Pese a la creencia popular, no todos los Hallux valgus son dolorosos, pero sí es cierto que los corredores que lo padecen sufren una pérdida de potencia física porque el brazo de palanca de despegue en el pie se ve mermado por la desviación del eje mecánico. En algunas ocasiones, no se produce esa pérdida de potencia porque el resto del pie compensa la falta de potencia mecánica.

La consulta al cirujano ortopédico o al podólogo es importante para determinar la causa del dolor, si existiese, y para instaurar un tratamiento.

Los problemas graves aparecen cuando llega el dolor o cuando la potencia del primer dedo disminuye mucho. Es entonces cuando pueden desarrollarse problemas adicionales en forma de bursitis, metatarsalgia, dedos en martillo o en garra. La consulta al cirujano ortopédico o al podólogo es importante para determinar la causa del dolor y para instaurar un tratamiento.

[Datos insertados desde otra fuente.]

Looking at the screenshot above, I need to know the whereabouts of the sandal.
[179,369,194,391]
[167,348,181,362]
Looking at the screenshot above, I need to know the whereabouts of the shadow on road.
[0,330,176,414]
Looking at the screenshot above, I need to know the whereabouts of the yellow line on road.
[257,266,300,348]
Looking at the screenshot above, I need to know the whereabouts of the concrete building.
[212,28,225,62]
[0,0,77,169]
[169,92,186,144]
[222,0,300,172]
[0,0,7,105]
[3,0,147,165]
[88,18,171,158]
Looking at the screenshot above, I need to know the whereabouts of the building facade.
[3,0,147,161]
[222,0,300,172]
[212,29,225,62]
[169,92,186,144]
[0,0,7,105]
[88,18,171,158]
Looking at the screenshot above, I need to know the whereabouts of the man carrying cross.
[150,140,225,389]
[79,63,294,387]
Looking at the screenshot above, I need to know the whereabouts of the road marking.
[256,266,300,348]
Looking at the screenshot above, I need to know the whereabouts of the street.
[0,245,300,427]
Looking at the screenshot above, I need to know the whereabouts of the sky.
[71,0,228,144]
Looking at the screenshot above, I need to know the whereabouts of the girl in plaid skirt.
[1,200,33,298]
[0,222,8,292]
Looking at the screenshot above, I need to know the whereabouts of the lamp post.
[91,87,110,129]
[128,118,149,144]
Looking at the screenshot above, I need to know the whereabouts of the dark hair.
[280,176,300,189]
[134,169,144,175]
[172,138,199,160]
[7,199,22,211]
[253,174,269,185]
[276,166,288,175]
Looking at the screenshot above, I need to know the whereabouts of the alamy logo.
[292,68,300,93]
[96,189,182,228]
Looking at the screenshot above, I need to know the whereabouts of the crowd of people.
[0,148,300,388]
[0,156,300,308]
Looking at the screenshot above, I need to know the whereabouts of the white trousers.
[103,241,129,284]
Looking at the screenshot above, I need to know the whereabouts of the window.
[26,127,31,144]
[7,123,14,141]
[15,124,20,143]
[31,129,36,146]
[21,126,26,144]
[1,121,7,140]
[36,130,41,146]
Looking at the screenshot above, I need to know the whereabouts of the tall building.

Hay que tener en cuenta que los separadores y los correctores ortopédicos son de poca utilidad. Si el corredor desarrolla una metatarsalgia por la falta de potencia de su dedo gordo, unas plantillas adecuadas pueden permitir mejorar el dolor y la función. Pero si todo lo anterior no fuera suficiente para aliviar el dolor y mejorar la función, entonces podemos considerar una cirugía para que el pie no tenga dolor y vuelva a tener una buena mecánica de marcha y carrera.

La cirugía debe realizarla un cirujano ortopédico con experiencia en pie y tobillo, y consiste en la realización de osteotomías (cortes finos en el hueso) que permitan el desplazamiento del primer metatarsiano y de la falange del dedo gordo para conseguir una posición mecánicamente adecuada. Una vez conseguida la posición óptima, las osteotomías se fijan con tornillos pequeños que quedan ocultos en el hueso y que permiten un apoyo inmediato después de la intervención.

La recuperación es corta. Seis semanas después de la cirugía se pueden iniciar las actividades deportivas sin impacto, y tras cumplirse las 10 semanas, las actividades con impacto. Es habitual necesitar unos tres o cuatro meses para recuperar la forma física perdida.